Without fully reciting the verbiage of this document, which is on file, it is sufficient to state that it was sigued by the president under corporate seal of the company; that it was addressed to the register and receiver of the Eureka office and to all persons and companies interested or claiming any interest in said Albion No. 1 lode, or mining location; that it fully described the application, the protest and adverse claim with reference to location and dates of filing, and specifically withdrew and directed the local officers to cancel all protests, objections and other opposition to the issue of patent to the Albion Company on such lode. It was accompanied by authenticated copy of a proper resolution of the

board of trustees of the St. Lawrence Company, authorizing the waiver and abandonment.

To this may be added the fact that by authority of a resolution of the board of trustees, adopted the same date, January 7th, 1880, the said Company also made on the 9th of that month a deed of conveyance to the Albion Company of all interest in the Albion claims and locations. There can, I think, be no doubt that the documents filed constitute a sufficient and valid waiver to justify the resumption of proceedings by this department; and as the stay is removed by express sanction of law, I do not regard the disputes and disagreements of factional parties, claiming to represent possible interests in the St. Lawrence Company and preventing a dismissal of the suit in court, as proper ground for refusing to consider the Albion application on its merits, when the authority of the parties to make the waiver has been thus conclusively settled by the judicial tribunals. If the stay is removed, the duty of administration revives.

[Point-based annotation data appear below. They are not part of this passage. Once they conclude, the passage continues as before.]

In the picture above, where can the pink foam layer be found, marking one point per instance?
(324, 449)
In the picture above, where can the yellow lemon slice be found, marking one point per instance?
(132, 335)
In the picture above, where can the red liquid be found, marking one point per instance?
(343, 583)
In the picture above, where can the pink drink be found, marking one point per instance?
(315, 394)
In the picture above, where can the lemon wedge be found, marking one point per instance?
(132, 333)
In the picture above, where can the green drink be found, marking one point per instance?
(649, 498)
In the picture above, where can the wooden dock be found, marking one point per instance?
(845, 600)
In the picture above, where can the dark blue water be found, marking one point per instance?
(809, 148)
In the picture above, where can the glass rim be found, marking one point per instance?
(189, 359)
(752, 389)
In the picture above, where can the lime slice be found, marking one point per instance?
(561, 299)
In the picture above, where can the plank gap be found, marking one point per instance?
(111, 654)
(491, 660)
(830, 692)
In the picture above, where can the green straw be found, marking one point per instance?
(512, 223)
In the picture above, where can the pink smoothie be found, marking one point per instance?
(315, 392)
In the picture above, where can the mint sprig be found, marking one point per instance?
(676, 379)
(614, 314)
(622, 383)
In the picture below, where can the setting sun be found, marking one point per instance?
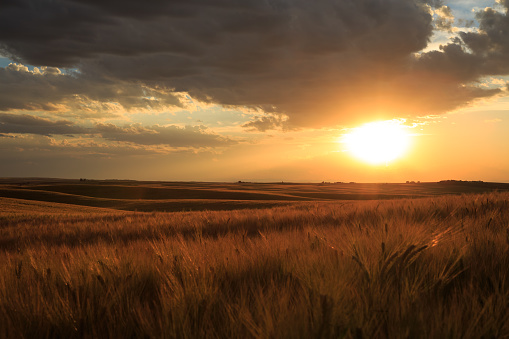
(378, 142)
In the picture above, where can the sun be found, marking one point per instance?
(378, 142)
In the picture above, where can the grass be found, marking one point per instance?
(430, 267)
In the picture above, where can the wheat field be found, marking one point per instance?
(433, 267)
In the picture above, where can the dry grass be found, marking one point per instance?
(420, 268)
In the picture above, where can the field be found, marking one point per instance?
(125, 259)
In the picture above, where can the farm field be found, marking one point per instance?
(227, 260)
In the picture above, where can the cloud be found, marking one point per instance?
(13, 123)
(265, 123)
(174, 136)
(48, 89)
(189, 136)
(319, 63)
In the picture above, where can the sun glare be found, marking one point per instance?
(378, 142)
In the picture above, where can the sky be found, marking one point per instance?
(252, 90)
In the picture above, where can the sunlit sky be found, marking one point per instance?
(253, 90)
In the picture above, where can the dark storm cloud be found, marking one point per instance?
(13, 123)
(189, 136)
(475, 54)
(319, 62)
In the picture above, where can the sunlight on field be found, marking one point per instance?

I therefore reverse your predecessor's decision, in view of the present aspect of the case, and remand the same for further action by your office.

MINING CLAIM-RES JUDICATA,

SOUTHWESTERN M'G Co. v. GETTYSBURG LODE CLAIM.

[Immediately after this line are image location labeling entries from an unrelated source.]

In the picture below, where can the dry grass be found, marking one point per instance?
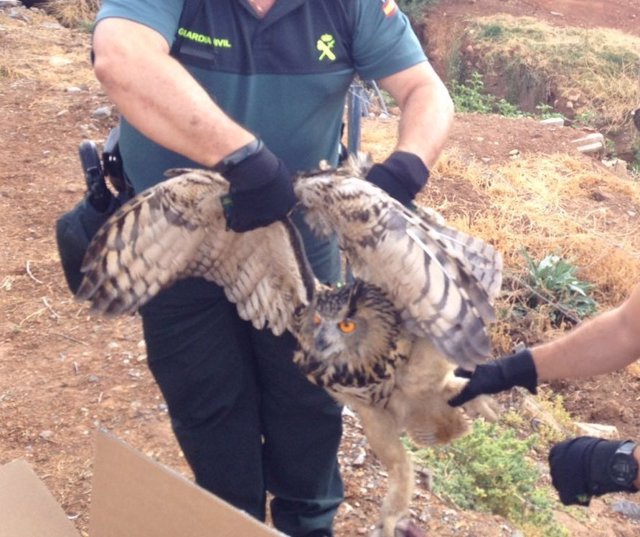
(598, 69)
(550, 206)
(64, 63)
(556, 204)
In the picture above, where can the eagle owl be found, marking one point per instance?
(417, 302)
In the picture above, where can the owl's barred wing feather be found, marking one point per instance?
(177, 229)
(440, 279)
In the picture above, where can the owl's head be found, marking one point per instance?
(351, 325)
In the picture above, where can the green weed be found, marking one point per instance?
(489, 470)
(553, 284)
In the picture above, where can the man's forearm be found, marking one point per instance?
(158, 96)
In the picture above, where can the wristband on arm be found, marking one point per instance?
(260, 187)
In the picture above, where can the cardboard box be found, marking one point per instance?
(132, 496)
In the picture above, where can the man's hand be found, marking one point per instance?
(261, 188)
(401, 176)
(497, 376)
(580, 469)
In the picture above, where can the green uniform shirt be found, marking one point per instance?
(283, 77)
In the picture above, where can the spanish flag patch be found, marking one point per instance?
(389, 7)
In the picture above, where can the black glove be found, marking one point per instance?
(580, 469)
(497, 376)
(401, 176)
(261, 187)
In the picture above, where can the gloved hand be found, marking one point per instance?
(497, 376)
(401, 176)
(580, 469)
(261, 188)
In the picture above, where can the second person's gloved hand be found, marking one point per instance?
(401, 176)
(581, 468)
(261, 188)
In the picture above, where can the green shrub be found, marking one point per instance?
(489, 470)
(472, 97)
(554, 284)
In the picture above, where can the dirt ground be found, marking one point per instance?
(64, 373)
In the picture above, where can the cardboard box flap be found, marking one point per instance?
(133, 495)
(27, 508)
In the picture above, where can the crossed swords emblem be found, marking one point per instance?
(325, 45)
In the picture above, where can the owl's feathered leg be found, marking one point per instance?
(383, 434)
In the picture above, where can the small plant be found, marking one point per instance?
(488, 470)
(415, 8)
(553, 282)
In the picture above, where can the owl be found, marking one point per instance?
(417, 302)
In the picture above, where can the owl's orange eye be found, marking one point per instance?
(347, 326)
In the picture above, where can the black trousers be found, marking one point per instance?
(245, 417)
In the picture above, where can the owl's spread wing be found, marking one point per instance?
(177, 229)
(443, 281)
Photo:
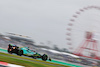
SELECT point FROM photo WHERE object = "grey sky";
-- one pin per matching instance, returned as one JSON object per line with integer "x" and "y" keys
{"x": 43, "y": 20}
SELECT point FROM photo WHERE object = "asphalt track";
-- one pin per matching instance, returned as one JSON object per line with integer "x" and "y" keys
{"x": 53, "y": 61}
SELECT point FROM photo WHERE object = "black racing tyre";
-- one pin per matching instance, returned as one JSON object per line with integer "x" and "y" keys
{"x": 9, "y": 50}
{"x": 44, "y": 57}
{"x": 20, "y": 52}
{"x": 35, "y": 57}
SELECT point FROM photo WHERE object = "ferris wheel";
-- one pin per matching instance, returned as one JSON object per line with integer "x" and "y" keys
{"x": 83, "y": 31}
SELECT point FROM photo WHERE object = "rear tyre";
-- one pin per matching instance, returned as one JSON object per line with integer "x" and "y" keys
{"x": 44, "y": 57}
{"x": 20, "y": 52}
{"x": 9, "y": 50}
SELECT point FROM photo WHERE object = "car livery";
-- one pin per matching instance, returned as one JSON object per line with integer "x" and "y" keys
{"x": 26, "y": 52}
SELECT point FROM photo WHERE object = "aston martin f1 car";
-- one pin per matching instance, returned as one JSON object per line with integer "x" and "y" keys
{"x": 26, "y": 52}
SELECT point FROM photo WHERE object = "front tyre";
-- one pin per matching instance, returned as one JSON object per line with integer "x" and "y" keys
{"x": 44, "y": 57}
{"x": 9, "y": 50}
{"x": 20, "y": 52}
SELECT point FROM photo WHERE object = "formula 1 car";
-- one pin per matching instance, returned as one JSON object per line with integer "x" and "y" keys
{"x": 26, "y": 52}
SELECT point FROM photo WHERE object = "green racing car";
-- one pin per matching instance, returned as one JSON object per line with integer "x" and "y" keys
{"x": 26, "y": 52}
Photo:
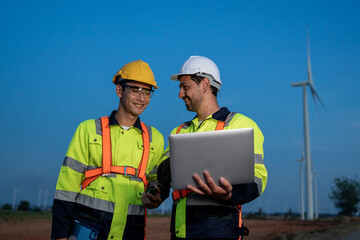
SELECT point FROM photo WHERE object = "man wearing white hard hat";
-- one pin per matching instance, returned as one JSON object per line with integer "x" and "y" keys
{"x": 220, "y": 217}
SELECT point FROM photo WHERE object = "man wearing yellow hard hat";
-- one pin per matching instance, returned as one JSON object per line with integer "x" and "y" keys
{"x": 108, "y": 177}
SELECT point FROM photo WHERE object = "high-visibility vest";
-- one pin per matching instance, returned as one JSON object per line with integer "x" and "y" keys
{"x": 107, "y": 167}
{"x": 184, "y": 192}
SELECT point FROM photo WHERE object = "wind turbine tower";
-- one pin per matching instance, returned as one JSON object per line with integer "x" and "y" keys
{"x": 308, "y": 163}
{"x": 300, "y": 161}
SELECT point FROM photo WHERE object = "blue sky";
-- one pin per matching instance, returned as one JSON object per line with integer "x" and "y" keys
{"x": 57, "y": 60}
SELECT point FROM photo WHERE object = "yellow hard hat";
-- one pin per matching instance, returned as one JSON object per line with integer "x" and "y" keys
{"x": 137, "y": 71}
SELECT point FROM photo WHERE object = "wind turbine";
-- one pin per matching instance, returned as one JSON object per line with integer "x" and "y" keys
{"x": 14, "y": 198}
{"x": 308, "y": 163}
{"x": 300, "y": 161}
{"x": 315, "y": 192}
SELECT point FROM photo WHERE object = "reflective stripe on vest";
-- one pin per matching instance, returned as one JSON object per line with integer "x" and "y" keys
{"x": 184, "y": 192}
{"x": 107, "y": 167}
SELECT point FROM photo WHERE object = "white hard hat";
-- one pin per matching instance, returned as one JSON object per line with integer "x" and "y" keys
{"x": 200, "y": 66}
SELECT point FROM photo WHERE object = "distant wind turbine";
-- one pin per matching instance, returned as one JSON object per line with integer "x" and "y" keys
{"x": 300, "y": 161}
{"x": 39, "y": 197}
{"x": 308, "y": 162}
{"x": 14, "y": 197}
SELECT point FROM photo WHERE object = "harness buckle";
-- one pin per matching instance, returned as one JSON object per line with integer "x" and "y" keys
{"x": 128, "y": 174}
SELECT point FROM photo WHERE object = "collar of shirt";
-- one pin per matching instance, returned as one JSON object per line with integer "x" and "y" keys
{"x": 113, "y": 121}
{"x": 220, "y": 115}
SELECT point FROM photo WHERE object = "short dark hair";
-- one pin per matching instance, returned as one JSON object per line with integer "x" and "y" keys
{"x": 198, "y": 79}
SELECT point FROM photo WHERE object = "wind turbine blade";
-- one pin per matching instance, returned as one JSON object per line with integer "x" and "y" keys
{"x": 315, "y": 95}
{"x": 308, "y": 56}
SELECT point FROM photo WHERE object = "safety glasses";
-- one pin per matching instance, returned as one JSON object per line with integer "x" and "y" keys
{"x": 137, "y": 91}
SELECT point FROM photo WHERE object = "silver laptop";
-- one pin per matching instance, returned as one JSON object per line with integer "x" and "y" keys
{"x": 225, "y": 153}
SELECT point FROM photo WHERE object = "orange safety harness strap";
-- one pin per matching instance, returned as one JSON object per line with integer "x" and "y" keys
{"x": 107, "y": 167}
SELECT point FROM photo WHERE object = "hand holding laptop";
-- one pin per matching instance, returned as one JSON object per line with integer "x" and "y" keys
{"x": 221, "y": 192}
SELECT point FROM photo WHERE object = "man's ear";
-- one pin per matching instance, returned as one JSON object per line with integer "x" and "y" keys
{"x": 119, "y": 91}
{"x": 206, "y": 84}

It being apparent upon the face of the record that mistake has occurred in the decision of a former head of the Department, and that it is impossible to execute said decision, the rule of res judica'a will not prevent an examination and disposal of the case on its merits.

Secretary Lamar to Commissioner Sparks, August 27, 1885.

Referring to the Assistant Commissioner's report of 14th March last, you are advised that I have considered the application of the Southwestern Mining Company for a review of departmental action of December 18, 1883, and March 3, 1885, declining to disturb your predecessor's ruling of July 23, 1883, to the effect that as all controversy respecting the title to the Gettysburg mine appeared to have been settled by the acquisition of both claims by the Southwestern Company, he was disposed to waive whatever of informalities might appear in the record and approve the entry for patent. As preliminary to this proposed action, the register and receiver were instructed to call upon the manager of said company for certified copies of the alleged conveyances, showing such transfer of interest, and to notify all other parties in interest that upon receipt of such proof the entry would be so ap proved.

The attorney for the Southwestern Company having protested against such disposal of the case and filed an abstract of title exhibiting the present interest of the said company, the departmental rulings of December 18, 1883, and March 3, 1885, were made.